The way the 2 sensors and the cat work are the upstream is an a/f sensor or as tuners call them wideband o2 sensors, which are more accurate at detecting the exact oxygen level in the exhaust vs a regular o2 sensor which just tells if it's high or low. Honda uses A/F sensors to adjust how much fuel it's adding(can't say if other manufacturers do the same or if they just use intake based sensors to adjust fuel and o2 sensors are just for converter monitoring). Vehicles are designed to have some o2 in the exhaust to allow it to react with unburn hydrocarbons(gas/petrol) to go from o2 and hc to co2 and h2o and to turn co into co2, it measure cat efficiency by how much oxygen is left after the cat(well in your case the downstream is in the middle of the cat) a proper functioning cat should eliminate a lot of the o2 to get rid of the hc and co, when they fail you end up with to much o2 reaching the downstream sensor.

Still have to read into the IMRC more to give you a proper answer, the rest of this was just off the top of my head.


----------



## wrbrb (Aug 18, 2020)

Thanks for the detailed feedback! You definitely know your stuff if that's mostly off the top of your head. My main concern is passing the emissions test, which I think I might have passed two years ago with the intermittent IMRC issue. The testing facility noted that any check engine light, however, would be an immediate fail, and then I would need to have the vehicle repaired at an authorized facility before I can renew the registration. I'm thinking my best bet right now if I take the "throw most typical parts at it" approach, would be the AF sensor for $130 and the IMRC solenoid for $120, so that's not terrible. But it would be great to diagnose that the right way, too.


----------



## LawrenceS (Oct 21, 2020)

wrbrb said:


> Thanks for the detailed feedback! You definitely know your stuff if that's mostly off the top of your head.
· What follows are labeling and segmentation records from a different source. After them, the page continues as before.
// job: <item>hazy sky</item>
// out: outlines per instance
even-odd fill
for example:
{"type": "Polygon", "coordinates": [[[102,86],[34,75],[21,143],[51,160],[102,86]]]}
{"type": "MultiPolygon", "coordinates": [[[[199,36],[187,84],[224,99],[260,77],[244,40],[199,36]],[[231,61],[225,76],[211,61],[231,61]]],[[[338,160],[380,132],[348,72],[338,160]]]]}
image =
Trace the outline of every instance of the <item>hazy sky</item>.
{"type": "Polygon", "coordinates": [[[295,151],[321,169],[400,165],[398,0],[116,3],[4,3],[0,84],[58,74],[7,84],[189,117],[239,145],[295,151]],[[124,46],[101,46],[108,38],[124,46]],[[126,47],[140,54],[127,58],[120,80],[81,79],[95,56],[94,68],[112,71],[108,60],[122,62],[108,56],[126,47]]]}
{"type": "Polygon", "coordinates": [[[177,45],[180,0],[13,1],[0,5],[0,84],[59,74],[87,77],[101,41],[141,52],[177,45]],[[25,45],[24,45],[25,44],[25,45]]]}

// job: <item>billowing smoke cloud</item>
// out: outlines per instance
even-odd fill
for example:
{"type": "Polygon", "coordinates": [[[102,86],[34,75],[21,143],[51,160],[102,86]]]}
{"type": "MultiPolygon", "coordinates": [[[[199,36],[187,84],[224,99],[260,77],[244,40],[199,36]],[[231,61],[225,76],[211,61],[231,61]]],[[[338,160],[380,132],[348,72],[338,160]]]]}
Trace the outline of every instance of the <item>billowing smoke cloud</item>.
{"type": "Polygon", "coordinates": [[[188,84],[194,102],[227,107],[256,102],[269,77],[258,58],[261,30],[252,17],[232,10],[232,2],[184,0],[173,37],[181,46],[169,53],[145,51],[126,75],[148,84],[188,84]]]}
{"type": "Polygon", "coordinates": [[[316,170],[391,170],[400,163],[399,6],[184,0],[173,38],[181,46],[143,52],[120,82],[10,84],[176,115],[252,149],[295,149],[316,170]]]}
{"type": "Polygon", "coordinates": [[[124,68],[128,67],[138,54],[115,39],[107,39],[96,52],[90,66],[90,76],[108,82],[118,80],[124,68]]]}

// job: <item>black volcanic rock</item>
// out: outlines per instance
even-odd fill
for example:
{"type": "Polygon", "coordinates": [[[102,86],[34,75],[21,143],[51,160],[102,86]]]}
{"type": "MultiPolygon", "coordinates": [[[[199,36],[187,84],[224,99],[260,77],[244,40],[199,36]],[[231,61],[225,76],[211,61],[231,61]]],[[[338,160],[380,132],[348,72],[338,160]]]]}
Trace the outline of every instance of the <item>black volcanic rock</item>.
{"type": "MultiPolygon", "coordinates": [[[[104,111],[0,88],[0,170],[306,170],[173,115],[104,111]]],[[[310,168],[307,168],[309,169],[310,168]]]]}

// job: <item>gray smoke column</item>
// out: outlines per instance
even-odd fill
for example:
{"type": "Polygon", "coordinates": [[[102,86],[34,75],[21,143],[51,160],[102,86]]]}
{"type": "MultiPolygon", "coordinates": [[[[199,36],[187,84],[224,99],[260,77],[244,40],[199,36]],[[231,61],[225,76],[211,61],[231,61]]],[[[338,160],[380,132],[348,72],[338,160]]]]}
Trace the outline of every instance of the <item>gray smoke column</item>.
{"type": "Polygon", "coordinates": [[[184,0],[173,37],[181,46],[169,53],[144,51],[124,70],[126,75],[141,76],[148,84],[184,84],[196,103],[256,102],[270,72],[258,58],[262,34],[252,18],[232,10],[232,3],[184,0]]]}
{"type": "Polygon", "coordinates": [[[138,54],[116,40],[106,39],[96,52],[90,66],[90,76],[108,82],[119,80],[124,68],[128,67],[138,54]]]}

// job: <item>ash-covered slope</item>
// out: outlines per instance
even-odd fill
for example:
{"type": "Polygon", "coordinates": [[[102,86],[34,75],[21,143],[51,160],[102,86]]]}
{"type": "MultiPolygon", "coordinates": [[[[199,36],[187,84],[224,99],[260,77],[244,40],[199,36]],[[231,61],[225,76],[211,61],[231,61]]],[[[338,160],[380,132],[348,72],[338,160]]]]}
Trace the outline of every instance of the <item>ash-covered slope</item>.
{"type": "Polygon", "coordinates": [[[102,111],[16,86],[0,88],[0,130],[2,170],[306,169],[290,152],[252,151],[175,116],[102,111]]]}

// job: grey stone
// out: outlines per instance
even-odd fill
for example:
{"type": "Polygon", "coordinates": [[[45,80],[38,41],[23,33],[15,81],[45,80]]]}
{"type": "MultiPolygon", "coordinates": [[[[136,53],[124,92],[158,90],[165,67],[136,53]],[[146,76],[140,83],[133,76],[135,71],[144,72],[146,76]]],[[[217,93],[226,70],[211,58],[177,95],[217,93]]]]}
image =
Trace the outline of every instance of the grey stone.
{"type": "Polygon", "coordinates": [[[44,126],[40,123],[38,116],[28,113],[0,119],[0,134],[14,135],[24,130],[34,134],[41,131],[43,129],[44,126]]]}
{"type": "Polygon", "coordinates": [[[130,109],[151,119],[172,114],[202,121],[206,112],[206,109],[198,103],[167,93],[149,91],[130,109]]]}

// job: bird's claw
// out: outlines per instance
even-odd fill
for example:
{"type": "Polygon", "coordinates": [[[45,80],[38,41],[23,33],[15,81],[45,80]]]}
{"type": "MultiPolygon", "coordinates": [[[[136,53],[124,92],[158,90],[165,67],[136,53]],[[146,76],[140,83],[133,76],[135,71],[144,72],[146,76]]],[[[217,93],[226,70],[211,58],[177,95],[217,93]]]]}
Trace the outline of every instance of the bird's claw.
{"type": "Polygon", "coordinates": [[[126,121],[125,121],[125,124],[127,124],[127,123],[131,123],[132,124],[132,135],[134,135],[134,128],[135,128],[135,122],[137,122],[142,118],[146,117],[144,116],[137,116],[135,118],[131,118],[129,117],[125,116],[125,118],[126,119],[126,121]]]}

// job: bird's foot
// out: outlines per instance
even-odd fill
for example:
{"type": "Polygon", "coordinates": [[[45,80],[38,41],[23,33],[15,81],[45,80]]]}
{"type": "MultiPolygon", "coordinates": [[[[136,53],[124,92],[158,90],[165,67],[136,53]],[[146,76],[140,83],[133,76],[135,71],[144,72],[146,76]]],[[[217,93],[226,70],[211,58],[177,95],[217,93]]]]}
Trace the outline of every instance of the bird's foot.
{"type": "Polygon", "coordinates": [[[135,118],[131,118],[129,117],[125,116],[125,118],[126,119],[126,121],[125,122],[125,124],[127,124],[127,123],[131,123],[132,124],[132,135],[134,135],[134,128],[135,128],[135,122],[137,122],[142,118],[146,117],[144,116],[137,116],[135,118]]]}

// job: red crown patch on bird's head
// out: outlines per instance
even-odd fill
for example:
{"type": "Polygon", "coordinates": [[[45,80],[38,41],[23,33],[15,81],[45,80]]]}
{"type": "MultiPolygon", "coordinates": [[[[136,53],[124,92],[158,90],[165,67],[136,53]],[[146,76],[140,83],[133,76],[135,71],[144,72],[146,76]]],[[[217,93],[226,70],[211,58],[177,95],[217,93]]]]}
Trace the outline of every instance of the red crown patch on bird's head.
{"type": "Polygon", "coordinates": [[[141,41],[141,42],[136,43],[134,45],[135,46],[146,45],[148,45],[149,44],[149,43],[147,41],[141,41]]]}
My main concern is passing the emissions test, which I think I might have passed two years ago with the intermittent IMRC issue. The testing facility noted that any check engine light, however, would be an immediate fail, and then I would need to have the vehicle repaired at an authorized facility before I can renew the registration. I'm thinking my best bet right now if I take the "throw most typical parts at it" approach, would be the AF sensor for $130 and the IMRC solenoid for $120, so that's not terrible. But it would be great to diagnose that the right way, too.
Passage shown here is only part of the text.